I responded to exactly what you said. I responded to the "fear of losing one's job" aspect of your post, and then moved on to the definition of "work ethic," which requires that one do a good job and feel pride in their work. If they enjoy their work on top of it, so much the better, but it doesn't erase the fact that they have the qualities that fit the definition of "good work ethics." So I covered that end of your post, too.

Furthermore, someone without good work ethics generally wouldn't like any job, nor would they feel satisfaction, as they would rather not be working. They'd rather be feeding off the system; they feel entitled to be taken care of/looked after by someone else, or they feel they should be paid a lot for doing very little.

Someone who enjoys their job to the extent that you are describing generally ends up in such a situation because their attitude and their work ethics led them to be in such a position. Situations such as you describe usually don't occur out of thin air; people have to apply themselves in order to end up in such a position.

Edited by American Woman
Guest American Woman
Posted

I do find the "I got mine" attitude galling. You've left a legacy of environmental devastation and scarcity of resources and massive public debt, and you dismiss people pointing this out as "whining". There's little that can be done about it now.

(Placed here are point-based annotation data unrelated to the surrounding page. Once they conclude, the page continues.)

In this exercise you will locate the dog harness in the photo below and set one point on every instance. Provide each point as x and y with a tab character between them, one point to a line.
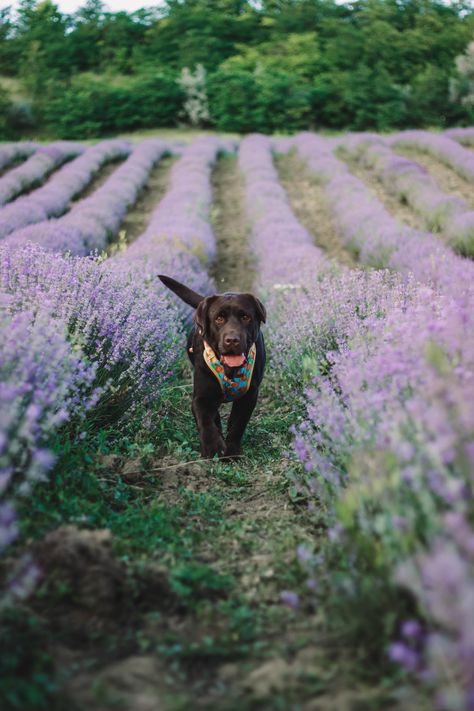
232	388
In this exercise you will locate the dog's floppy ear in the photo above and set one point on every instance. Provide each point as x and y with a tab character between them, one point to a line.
184	292
260	308
200	315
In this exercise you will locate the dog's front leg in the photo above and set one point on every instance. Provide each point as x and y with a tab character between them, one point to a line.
240	415
206	414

However, as you people age and old-people issues occupy an increasing spot on the public agenda as you petition for more public funds to take care of your withered old asses, people my age will remember that "they already had theirs."

Apparently I can add "bitter" to the list. Whiny, bitter, and victimized. <_<

Posted (edited)

I responded to exactly what you said. I responded to the "fear of losing one's job" aspect of your post, and then moved on to the definition of "work ethic," which requires that one do a good job and feel pride in their work.

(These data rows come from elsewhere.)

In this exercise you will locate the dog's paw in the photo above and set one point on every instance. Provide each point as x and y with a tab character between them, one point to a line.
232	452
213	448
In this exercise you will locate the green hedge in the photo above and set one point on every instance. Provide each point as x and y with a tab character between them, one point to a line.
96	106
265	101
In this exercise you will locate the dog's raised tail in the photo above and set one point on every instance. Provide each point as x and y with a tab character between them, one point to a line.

But the definition of "work ethic," as you posted it, is devoid of menaing...because it's a conventional piety, empty phraseology.

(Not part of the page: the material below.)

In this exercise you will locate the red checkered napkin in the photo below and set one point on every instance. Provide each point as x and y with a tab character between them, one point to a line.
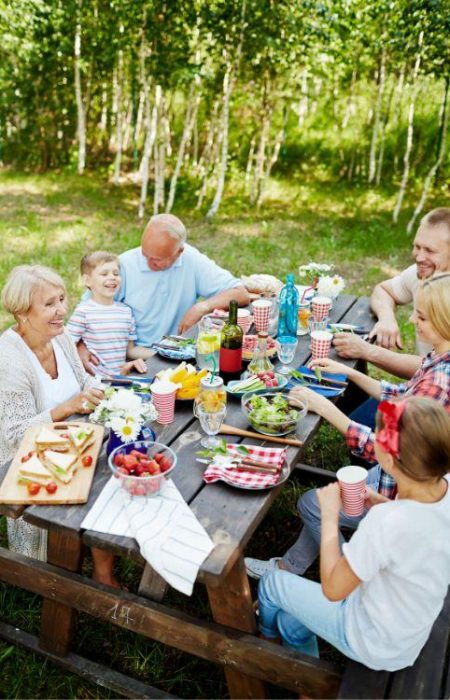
273	456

"Ethic" connotes a MORAL quality. Taking pride in one's job is not a serious moral quality. Obviously. The most immoral, hateful human beings on the planet will take pride in a job well done.

Who cares? PRIDE is not "ETHIC."

If they enjoy their work on top of it, so much the better, but it doesn't erase the fact that they have the qualities that fit the definition of "good work ethics." So I covered that end of your post, too.

Simply repeating "work ethic" is not covering my objections to the term "work ethic."

Furthermore, someone without good work ethics generally wouldn't like any job, nor would they feel satisfaction, as they would rather not be working. They'd rather be feeding off the system; they feel entitled to be taken care of/looked after by someone else, or they feel they should be paid a lot for doing very little.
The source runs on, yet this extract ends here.